DVT improves operator participation
By eliminating single-points-of-failure for each operator, DVT also allows LSPs to increase their operator pool without adding additional risk. Smaller, unproven operators can be grouped with larger validators to create clusters that have sufficient redundancy. This provides a path for smaller operators to build their reputation over time without lowering the effectiveness of the protocol as a whole. In the long-term, we envision a future where operator sets for LSPs can be completely trustless, allowing even at-home validators to permissionlessly enter distributed validator clusters with other at-home validators or professional node operators.
DVT reduces correlation risk by diversifying client configurations and geographies
Since each node within a DV cluster can run different client configurations and run in different geographical locations, this greatly reduces the correlation risk associated with any single client or location.
Due to the large percentage of stake managed by LSPs, improving the diversity of clients, geographies, and other correlating factors in their operator set can go a long way to improving diversity in the overall network.

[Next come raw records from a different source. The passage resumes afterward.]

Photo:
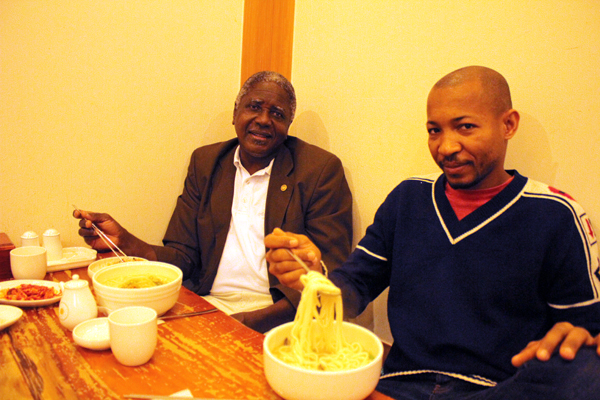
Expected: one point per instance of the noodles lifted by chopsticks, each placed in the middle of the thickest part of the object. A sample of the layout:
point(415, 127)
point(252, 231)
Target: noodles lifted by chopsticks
point(320, 345)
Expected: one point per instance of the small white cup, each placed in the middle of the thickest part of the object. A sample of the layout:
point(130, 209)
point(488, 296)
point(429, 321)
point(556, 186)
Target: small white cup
point(30, 238)
point(133, 334)
point(52, 244)
point(28, 262)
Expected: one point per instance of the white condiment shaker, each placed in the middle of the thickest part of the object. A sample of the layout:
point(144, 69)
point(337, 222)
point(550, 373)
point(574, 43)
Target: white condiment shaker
point(77, 303)
point(30, 238)
point(52, 244)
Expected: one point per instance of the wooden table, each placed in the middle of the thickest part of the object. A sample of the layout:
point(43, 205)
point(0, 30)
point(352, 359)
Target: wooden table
point(212, 355)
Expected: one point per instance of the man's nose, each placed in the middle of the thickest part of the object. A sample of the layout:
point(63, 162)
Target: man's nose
point(449, 144)
point(263, 117)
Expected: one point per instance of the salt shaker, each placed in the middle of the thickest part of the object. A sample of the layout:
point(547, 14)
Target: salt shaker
point(52, 244)
point(77, 303)
point(30, 238)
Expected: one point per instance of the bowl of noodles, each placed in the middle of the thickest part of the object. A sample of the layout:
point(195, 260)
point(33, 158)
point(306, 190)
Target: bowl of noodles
point(105, 262)
point(138, 283)
point(320, 356)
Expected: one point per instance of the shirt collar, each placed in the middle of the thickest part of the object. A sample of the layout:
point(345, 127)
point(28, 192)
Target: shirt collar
point(238, 164)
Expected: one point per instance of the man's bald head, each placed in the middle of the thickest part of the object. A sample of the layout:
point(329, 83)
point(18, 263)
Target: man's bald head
point(494, 88)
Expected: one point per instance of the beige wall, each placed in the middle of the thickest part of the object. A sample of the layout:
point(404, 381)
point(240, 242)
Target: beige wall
point(103, 102)
point(363, 70)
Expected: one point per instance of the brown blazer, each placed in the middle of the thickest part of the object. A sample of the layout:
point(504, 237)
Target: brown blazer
point(308, 194)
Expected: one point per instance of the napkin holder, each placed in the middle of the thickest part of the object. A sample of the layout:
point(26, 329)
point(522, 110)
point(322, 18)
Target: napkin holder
point(5, 247)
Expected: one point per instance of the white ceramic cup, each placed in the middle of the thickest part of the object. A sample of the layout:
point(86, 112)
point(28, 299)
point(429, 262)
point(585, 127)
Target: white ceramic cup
point(133, 334)
point(28, 262)
point(52, 244)
point(30, 238)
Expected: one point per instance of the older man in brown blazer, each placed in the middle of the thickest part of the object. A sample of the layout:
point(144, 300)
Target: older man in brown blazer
point(234, 193)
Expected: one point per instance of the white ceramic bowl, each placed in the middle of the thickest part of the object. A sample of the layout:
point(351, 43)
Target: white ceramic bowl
point(160, 298)
point(295, 383)
point(92, 334)
point(105, 262)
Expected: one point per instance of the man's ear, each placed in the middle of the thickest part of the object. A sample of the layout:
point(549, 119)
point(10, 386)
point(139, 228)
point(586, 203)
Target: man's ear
point(510, 120)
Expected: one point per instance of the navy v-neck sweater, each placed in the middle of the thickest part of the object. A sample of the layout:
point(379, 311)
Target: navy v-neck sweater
point(465, 296)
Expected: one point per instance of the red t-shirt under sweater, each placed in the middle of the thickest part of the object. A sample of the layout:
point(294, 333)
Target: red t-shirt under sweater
point(464, 202)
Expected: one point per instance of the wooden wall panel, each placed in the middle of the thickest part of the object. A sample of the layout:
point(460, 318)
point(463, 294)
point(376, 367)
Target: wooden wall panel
point(268, 37)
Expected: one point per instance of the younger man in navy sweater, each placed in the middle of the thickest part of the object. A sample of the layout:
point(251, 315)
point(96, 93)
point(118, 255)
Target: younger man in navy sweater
point(480, 262)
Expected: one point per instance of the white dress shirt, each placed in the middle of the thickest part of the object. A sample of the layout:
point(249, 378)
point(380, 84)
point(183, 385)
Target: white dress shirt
point(242, 281)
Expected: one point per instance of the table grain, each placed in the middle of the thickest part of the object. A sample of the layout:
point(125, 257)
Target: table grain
point(212, 355)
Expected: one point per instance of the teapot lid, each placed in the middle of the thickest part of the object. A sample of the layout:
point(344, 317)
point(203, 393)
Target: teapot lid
point(76, 283)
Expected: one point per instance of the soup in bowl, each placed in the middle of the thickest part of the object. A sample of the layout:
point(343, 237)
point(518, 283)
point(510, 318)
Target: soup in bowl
point(106, 262)
point(297, 383)
point(138, 283)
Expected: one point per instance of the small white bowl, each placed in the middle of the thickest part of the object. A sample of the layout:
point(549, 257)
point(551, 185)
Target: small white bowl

DVT allows LSPs to decentralize stake
DVT is a technology that improves performance and reduces the barriers for smaller, solo validators to participate in LSPs, and creates a path to trustless staking that allows any operator to join an LSP while minimizing the risk to the protocol. Many LSPs including Lido and Stakewise have publicly announced plans to incorporate DVT as a means to decentralize stake in their protocols.
The future of liquid staking with DVT
We strongly believe that liquid staking will continue to play a large part of how the Ethereum network and other PoS chains are secured. However, that could potentially be a centralizing force in the Ethereum network that needs to be counteracted. By implementing DVT, LSPs can continue to provide liquidity for staked assets while ensuring resiliency and decentralization in the network.
We are actively working with many major LSPs today to implement DVT and believe that soon DVT will be a standard middleware technology for all LSPs.